Slide View : 15-418/618 Spring 2014

Workload-Driven Performance Evaluation

Previous | Next --- Slide 21 of 39

Back to Lecture Thumbnails

taegyunk

I am a little bit confused about above Time-constraint scaling example.

Why scaling the grid size to be k * k would result in speedup k^3/p?

This comment was marked helpful 0 times.

kayvonf

Time-constrained scaling means that as more processors are used the problem size is also increased so that the overall runtime stays the same.

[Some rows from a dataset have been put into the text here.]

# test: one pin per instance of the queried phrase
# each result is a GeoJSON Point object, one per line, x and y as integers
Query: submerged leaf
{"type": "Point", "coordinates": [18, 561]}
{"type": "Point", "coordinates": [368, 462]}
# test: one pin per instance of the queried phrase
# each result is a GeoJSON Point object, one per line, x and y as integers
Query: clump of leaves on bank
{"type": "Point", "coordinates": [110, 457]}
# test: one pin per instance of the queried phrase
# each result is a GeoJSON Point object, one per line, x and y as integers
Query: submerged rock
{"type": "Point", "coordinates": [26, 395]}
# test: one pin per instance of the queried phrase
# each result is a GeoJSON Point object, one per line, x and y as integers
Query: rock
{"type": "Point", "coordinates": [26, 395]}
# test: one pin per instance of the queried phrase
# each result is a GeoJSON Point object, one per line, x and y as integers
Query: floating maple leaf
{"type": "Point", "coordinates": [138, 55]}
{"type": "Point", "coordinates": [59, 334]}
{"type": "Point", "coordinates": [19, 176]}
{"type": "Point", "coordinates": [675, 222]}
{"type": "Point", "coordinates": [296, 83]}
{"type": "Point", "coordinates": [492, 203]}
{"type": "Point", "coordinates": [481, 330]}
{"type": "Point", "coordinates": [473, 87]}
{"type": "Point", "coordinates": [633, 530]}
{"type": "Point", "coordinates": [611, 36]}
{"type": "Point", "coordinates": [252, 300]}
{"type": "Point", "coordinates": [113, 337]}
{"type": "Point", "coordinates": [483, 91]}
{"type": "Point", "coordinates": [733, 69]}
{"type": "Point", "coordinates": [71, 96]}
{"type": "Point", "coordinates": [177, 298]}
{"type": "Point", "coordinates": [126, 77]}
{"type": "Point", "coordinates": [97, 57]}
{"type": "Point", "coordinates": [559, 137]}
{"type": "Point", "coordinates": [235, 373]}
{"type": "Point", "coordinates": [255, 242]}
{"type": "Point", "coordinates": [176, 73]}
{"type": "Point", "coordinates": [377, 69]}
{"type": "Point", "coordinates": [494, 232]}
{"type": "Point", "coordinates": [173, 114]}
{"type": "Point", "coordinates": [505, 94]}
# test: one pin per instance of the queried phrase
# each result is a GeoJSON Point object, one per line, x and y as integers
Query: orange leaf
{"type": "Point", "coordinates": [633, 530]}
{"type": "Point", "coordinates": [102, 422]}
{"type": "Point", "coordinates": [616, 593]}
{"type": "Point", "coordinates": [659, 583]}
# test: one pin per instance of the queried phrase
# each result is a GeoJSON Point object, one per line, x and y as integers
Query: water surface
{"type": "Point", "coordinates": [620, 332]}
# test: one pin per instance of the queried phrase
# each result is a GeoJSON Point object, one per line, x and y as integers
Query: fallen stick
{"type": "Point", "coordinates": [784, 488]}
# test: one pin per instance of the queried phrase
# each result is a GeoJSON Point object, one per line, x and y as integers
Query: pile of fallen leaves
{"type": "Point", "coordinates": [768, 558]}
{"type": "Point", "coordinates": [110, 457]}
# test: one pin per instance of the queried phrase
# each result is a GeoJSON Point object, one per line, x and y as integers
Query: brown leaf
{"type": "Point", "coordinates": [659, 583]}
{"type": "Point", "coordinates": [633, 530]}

We know the problem takes $O(N^3)$ time on one processor, so when working on a larger grid with P processors, we need to select a grid size $k$ such that $k^3/p = n^3$. (This assumes that the P-processor version of the code perfectly uses the P processors... e.g., gets perfect speedup)

This comment was marked helpful 0 times.

pingshaz

I believe that the Comm-to-comp ratio should be computed not as (elements computed per process) / (elements communicated per process), because elements computed per process is not the same as (less than) the work done in each process. In this example, in general if we have a potentially scaled up grid of k by k elements, every processor works with b = O(k^2 / p) elements and takes t = O(k) while communicating c = O(k / sqrt(p)) elements. CtCR should be c / (b * t) = O(sqrt(p) / (k^2)). In the case of Problem-constrained scaling, we have k = n, which gives us CtCR = O(sqrt(p) / (n^2)). In the case of Time-constrained scaling, we have k = n * p^(1/3), which gives us CtCR = O(1 / (n^2 * p^(1 / 6))). In the Memory-constrained scaling case, we have k = O(n * sqrt(p)), and CtCR = O(1 / (n^2 * p^(1 / 2))). If we treat n as a constant, we have O(sqrt(p)), O(p^(-1 / 6)) and O(p^(-1 / 2)) as the respective CtCR's for this example.

This comment was marked helpful 0 times.